Russian human rights activists call for reconsideration of law on NGOs
Moscow, 17 April: Several Russian and foreign human rights organizations has urged the European Union to demand that the Russian authorities take measures to improve the state of civil society in the country, including a review of the law on non-commercial organizations (NCOs).
The appeal, published today, notes that it was adopted in the run-up to a new round of EU-Russia human rights consultations, which will take place in Slovenia on 17 April.
The Moscow Helsinki Group, the International Partnership for Human Rights and Human Rights Sans Frontieres are urging the EU to "use this event as an opportunity to demand that the Russian authorities take concrete measures to improve the state of Russian civil society".
The human rights activists believe that "civil society in Russia has been subjected to an ever increasing pressure and independent groups have been impeded in their work in the name of protection of national security and prevention of foreign 'interference' into Russian politics".

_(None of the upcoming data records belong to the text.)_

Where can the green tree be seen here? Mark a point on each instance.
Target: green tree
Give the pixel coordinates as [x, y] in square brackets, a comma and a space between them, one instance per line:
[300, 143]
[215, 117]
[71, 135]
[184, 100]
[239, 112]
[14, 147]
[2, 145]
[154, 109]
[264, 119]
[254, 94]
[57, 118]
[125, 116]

"Such rhetoric was used to justify the passing of the so-called law on NCOs in 2006, which has introduced considerable changes in the existing legislation on non-governmental organizations".
"The law, which has been unclearly and ambiguously formulated, gives the authorities broad powers in monitoring and controlling NCOs, provides opportunities for an arbitrary and subjective interpretation, and has been used to hamper legal civil activities, restrict them and punish organizations for them," the document stresses.
"In view of these trends we demand that the EU use the forthcoming consultations as an opportunity not only to express concerns over problems faced by Russian civil society but also to insist that the Russian authorities take concrete measures to resolve the problems, for instance by initiating a review of the law on NCOs in the near future," reads the appeal.
The appeal's authors believe that it is necessary to limit grounds for registration refusal so that registration authorities would not be able to misinterpret these grounds, simplify demands on NCOs' paperwork, minimize the authorities' powers in monitoring NCOs' work and limit the authorities' powers to sanction NCOs.